Ushakov sagte, Präsident Putin habe ein Treffen mit dem Sondergesandten des US-Präsidenten Witkoff abgehalten, das rund vier Stunden dauerte und „äußerst tiefgehend, konstruktiv und offen“ verlaufen sei.
Er fügte hinzu, dass während des Treffens Einschätzungen zu den Kontakten der US-Delegation mit der Ukraine und Europa erörtert wurden und in diesem Zusammenhang mögliche nächste Schritte zwischen den beiden Ländern zur Sprache kamen.

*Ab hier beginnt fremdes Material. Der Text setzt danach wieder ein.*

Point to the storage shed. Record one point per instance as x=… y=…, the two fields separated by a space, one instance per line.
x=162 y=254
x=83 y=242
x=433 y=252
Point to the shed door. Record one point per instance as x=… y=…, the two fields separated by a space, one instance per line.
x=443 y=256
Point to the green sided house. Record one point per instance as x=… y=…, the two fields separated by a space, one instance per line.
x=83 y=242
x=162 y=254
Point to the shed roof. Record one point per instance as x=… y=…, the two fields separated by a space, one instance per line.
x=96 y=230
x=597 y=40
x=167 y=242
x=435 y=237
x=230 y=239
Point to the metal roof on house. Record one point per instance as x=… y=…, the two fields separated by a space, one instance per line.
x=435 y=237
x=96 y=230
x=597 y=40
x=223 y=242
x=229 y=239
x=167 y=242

Den Angaben zufolge einigten sich die Seiten darauf, das erste Treffen einer trilateralen Arbeitsgruppe zu Sicherheitsfragen mit Beteiligung Russlands, der USA und der Ukraine am 23. Januar in Abu Dhabi abzuhalten.
Ushakov betonte, dass die politische und diplomatische Lösung der Ukraine-Krise hervorgehoben und die Ansicht bestätigt worden sei, dass „eine dauerhafte Lösung ohne die Behandlung der territorialen Frage nicht möglich ist“. Er ergänzte, Putin habe erklärt, Russland werde seine Ziele vor Ort weiterverfolgen, bis eine Lösung erreicht sei.
Ushakov sagte zudem, dass auch Donald Trumps Vorschlag zur Einrichtung eines „Friedensrates“ zur Sprache gekommen sei und Russland bereit sei, eine Milliarde US-Dollar aus eingefrorenen Vermögenswerten für diese Struktur bereitzustellen. Zudem sei die Zukunft der russisch-amerikanischen Beziehungen erörtert worden, und die Seiten würden ihre engen Kontakte zu Ukraine- und anderen Fragen fortsetzen.